Nick Watson Signs with Abrams Artist Agency

Nick Watson Success Story

Nick Watson, winner of the 2014-2015 Fresh Voices half-hour TV pilot competition, has signed with the leading literary agency,  Abrams Artists Agency, and now writes for comedy and animation shows such as 'Littlest Pet Shop: A World of Our Own' for Hasbro Studios, and most recently the Conan O'Brien-produced animated series 'Final Space' for TBS.

Nick’s success is no surprise to us here at Fresh Voices having first identified his potential in 2014. His hilarious ½ Hr pilot, Mr. Doom, about a supper villain struggling to balance his obligations to his family and the Super Villain’s Union, stole the show in 2014 screenplay competition, sweeping all 4 rounds of the judging in the ½ Hour Pilot category.

Nick grew up in rural Australia, moving to Melbourne to study screenwriting at the prestigious Victorian College of the Arts. From there he went on to teach Screenwriting at the University of Melbourne, and wrote for an Australian late-night comedy show for three seasons. He then took the leap to the U.S. in 2015, where he quickly made his way up the ranks. Nick is currently working across a number of projects including writing for an animated kids-show in Australia, and developing a major animated feature for a studio.

We took the opportunity to catch up with Nick and ask him a few questions.

What have you found most surprising since being in the US?

Honestly, I am really surprised by just how friendly and helpful people can be in this industry. When you build genuine relationships and friendships with the people you meet along the way, whether they are assistants, or executives, or other writers, you have an army of people looking out for you who want to see you succeed. People paint Hollywood at this cut-throat town where no-one is genuine, but I've found the exact opposite. When you have the opportunity to help others (or just connect with them on a human level) you should do it, and they will remember that. I’ve found that if you're a good person, people will be good to you in return.

What’s the biggest lesson you’ve learned since signing and beginning work as a paid writer?

That your job is never done, and you've never really 'made it', no matter how successful you may be. You must constantly be hustling, looking for your next gig, working on multiple projects at once, and keeping that momentum going. Even when you're working. Sure, some people get lucky and land in a room on a long-running show and spend the next 10 years there, but for 99% of writers, they're constantly managing their career and their brand in way that an accountant, or a schoolteacher never has to worry about. So you also have to learn to really enjoy the times when everything is going right for you, because there's always uncertainty around the corner. 
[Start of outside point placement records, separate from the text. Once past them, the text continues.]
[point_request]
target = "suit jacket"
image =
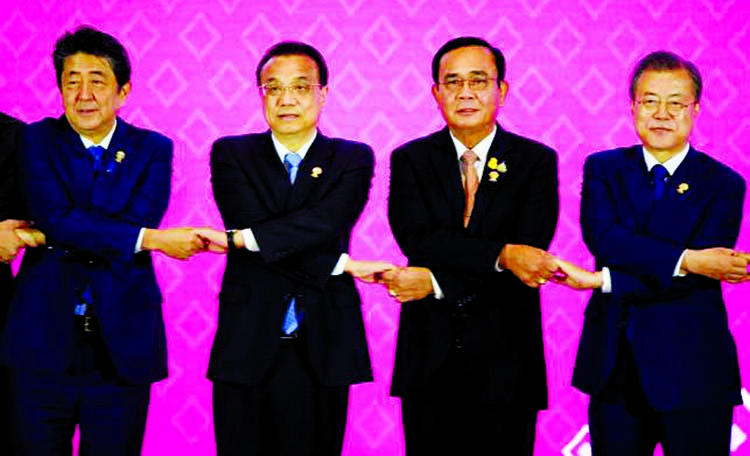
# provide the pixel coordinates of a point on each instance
(491, 315)
(301, 230)
(91, 223)
(10, 199)
(683, 350)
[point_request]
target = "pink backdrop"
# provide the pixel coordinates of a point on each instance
(568, 64)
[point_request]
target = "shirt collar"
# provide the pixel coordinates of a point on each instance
(104, 142)
(482, 148)
(671, 164)
(282, 150)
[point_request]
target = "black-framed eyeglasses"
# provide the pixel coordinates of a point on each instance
(674, 108)
(476, 84)
(297, 89)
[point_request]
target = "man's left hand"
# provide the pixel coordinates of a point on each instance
(409, 283)
(10, 243)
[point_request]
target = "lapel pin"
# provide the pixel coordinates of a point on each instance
(497, 168)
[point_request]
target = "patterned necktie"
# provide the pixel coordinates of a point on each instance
(291, 162)
(660, 174)
(471, 182)
(97, 152)
(291, 322)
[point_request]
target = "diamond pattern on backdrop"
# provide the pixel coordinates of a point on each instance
(568, 65)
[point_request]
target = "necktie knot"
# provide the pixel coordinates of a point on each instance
(660, 175)
(97, 152)
(469, 157)
(292, 161)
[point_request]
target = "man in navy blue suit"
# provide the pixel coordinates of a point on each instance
(290, 338)
(661, 218)
(85, 337)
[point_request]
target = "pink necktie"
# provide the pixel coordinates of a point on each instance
(471, 182)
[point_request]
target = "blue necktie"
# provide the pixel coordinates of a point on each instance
(291, 323)
(660, 174)
(291, 162)
(97, 152)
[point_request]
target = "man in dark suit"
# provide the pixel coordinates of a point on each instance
(10, 246)
(656, 355)
(85, 337)
(473, 207)
(290, 338)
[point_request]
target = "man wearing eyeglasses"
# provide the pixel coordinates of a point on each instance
(661, 218)
(290, 338)
(84, 337)
(474, 208)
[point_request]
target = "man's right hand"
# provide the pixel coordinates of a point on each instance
(718, 263)
(180, 243)
(10, 243)
(367, 271)
(533, 266)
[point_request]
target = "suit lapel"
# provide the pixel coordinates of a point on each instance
(666, 209)
(638, 182)
(77, 161)
(115, 161)
(261, 163)
(443, 163)
(499, 158)
(314, 171)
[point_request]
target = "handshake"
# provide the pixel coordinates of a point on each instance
(183, 243)
(180, 243)
(15, 235)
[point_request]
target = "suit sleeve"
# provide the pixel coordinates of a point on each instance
(73, 225)
(456, 260)
(304, 242)
(642, 263)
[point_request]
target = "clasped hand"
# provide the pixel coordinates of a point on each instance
(16, 235)
(183, 243)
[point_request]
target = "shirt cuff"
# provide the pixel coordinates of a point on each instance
(606, 280)
(250, 243)
(436, 288)
(340, 265)
(677, 268)
(139, 241)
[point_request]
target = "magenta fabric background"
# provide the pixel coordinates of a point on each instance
(568, 66)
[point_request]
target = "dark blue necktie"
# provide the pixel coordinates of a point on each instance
(660, 174)
(291, 162)
(291, 323)
(97, 152)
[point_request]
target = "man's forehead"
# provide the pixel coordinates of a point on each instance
(468, 59)
(289, 67)
(87, 63)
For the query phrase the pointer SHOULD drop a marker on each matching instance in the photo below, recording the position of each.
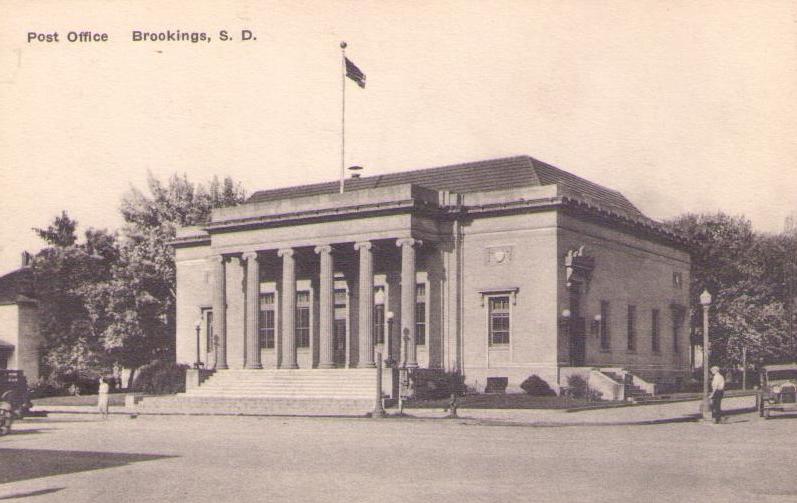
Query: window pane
(340, 298)
(379, 324)
(209, 331)
(654, 330)
(632, 327)
(302, 327)
(420, 323)
(499, 321)
(604, 325)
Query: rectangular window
(209, 331)
(267, 322)
(302, 319)
(678, 315)
(379, 315)
(420, 314)
(654, 331)
(499, 320)
(604, 325)
(631, 328)
(379, 324)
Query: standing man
(717, 390)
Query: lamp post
(197, 327)
(564, 325)
(389, 338)
(705, 301)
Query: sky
(684, 106)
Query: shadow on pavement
(23, 464)
(31, 493)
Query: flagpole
(342, 114)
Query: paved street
(70, 457)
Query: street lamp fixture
(389, 339)
(705, 301)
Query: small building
(19, 323)
(496, 270)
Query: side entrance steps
(633, 392)
(316, 392)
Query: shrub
(160, 378)
(433, 383)
(42, 388)
(578, 386)
(536, 386)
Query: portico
(319, 284)
(466, 269)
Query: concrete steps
(633, 392)
(278, 392)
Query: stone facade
(528, 272)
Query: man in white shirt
(717, 390)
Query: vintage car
(14, 392)
(778, 389)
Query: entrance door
(339, 343)
(577, 342)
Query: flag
(354, 73)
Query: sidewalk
(630, 415)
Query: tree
(136, 305)
(61, 232)
(745, 273)
(72, 344)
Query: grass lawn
(506, 401)
(113, 399)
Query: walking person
(717, 390)
(102, 398)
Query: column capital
(408, 242)
(285, 252)
(323, 249)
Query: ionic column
(326, 286)
(220, 312)
(365, 324)
(408, 298)
(252, 310)
(288, 298)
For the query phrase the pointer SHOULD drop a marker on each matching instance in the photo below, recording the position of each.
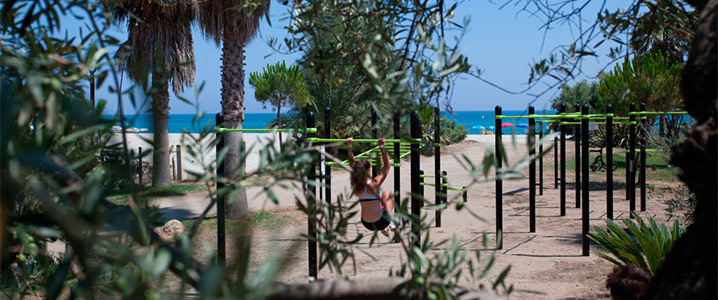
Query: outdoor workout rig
(581, 119)
(401, 147)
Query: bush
(646, 248)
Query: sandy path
(544, 265)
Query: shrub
(646, 248)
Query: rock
(171, 229)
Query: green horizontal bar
(658, 113)
(455, 189)
(536, 116)
(599, 123)
(308, 130)
(649, 150)
(331, 163)
(431, 176)
(402, 141)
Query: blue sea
(474, 121)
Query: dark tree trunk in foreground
(160, 116)
(689, 271)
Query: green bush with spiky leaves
(645, 244)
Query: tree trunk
(279, 124)
(689, 271)
(160, 116)
(233, 111)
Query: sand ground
(546, 264)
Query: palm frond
(646, 246)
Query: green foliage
(280, 86)
(383, 56)
(650, 78)
(58, 178)
(646, 247)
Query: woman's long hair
(359, 175)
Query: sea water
(477, 122)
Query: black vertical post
(421, 185)
(630, 159)
(328, 168)
(532, 171)
(437, 163)
(311, 206)
(374, 135)
(584, 168)
(643, 129)
(444, 186)
(562, 128)
(555, 162)
(499, 187)
(609, 162)
(397, 161)
(139, 155)
(577, 154)
(179, 162)
(415, 187)
(221, 247)
(540, 159)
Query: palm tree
(233, 23)
(280, 86)
(159, 40)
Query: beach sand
(546, 264)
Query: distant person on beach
(376, 206)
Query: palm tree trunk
(279, 122)
(233, 110)
(160, 116)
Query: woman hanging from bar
(376, 206)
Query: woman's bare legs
(387, 201)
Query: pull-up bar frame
(307, 130)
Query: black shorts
(380, 224)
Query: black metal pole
(327, 168)
(415, 187)
(630, 160)
(555, 162)
(465, 194)
(532, 171)
(374, 135)
(221, 242)
(562, 128)
(609, 163)
(584, 168)
(179, 162)
(311, 206)
(421, 185)
(499, 188)
(397, 161)
(444, 186)
(540, 159)
(644, 140)
(577, 155)
(437, 163)
(139, 155)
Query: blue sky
(501, 42)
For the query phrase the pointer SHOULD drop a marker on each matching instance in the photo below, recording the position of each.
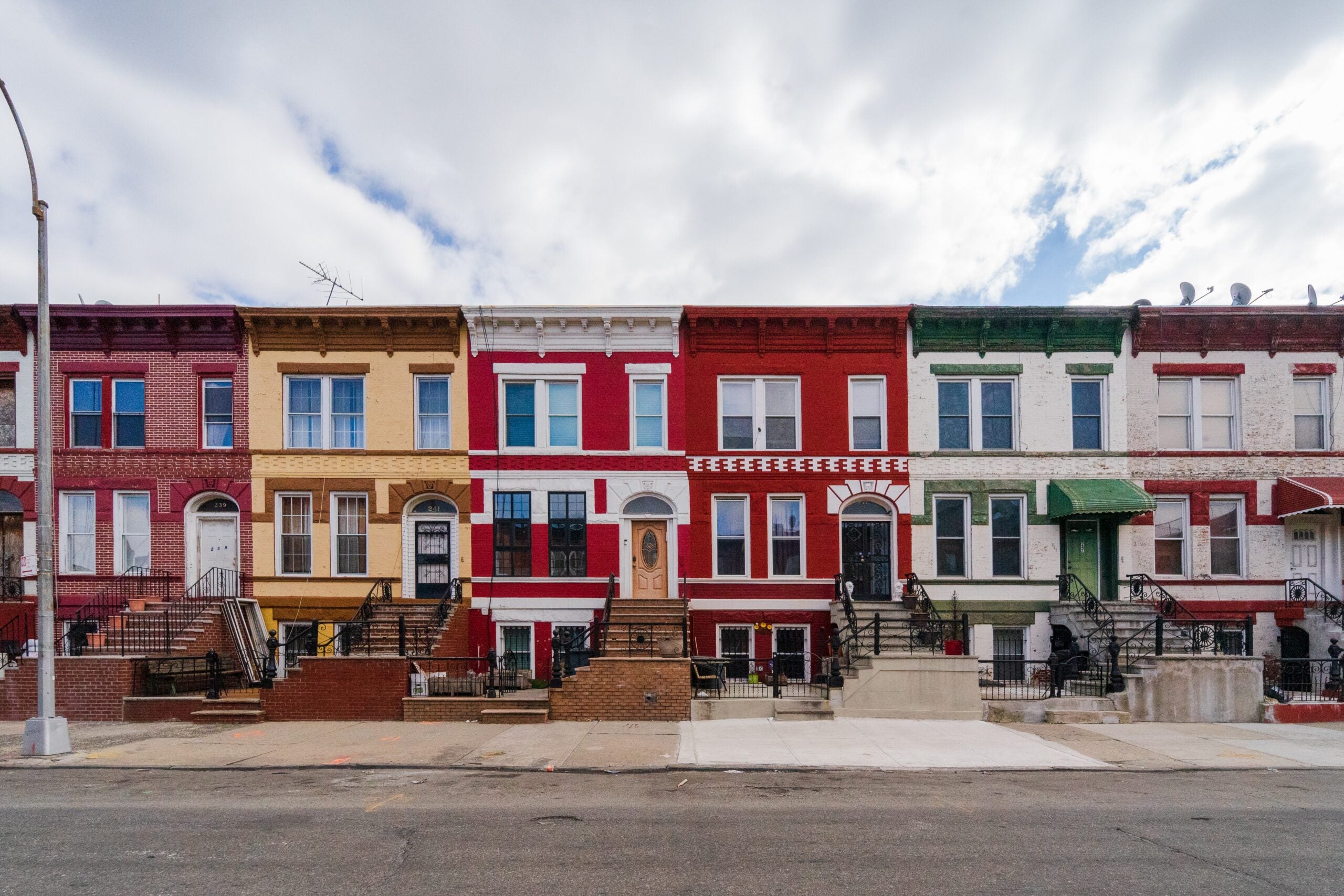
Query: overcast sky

What did you find the biggest adjustment and what have you found to be the biggest challenge?

Always turning out new material. You become a writer because you're full of ideas and want to put them on the page, but once you're actually busy working full-time in a writers' room on someone else's show it becomes much harder to find time to spend on your own writing. After a full day in the writers' room, you can feel creatively spent, and its hard to muster up that energy to do another few hours once you get home, or on the weekend. But it's so important to always have new samples for staffing, and projects that you can be pitching for development in order to keep the ball rolling on your career. It's easy to fall into the trap of thinking "I'm a working writer, I'll worry about my own stuff when the season is over", but you want to already have those irons in the fire so they're ready to go the second you become available again.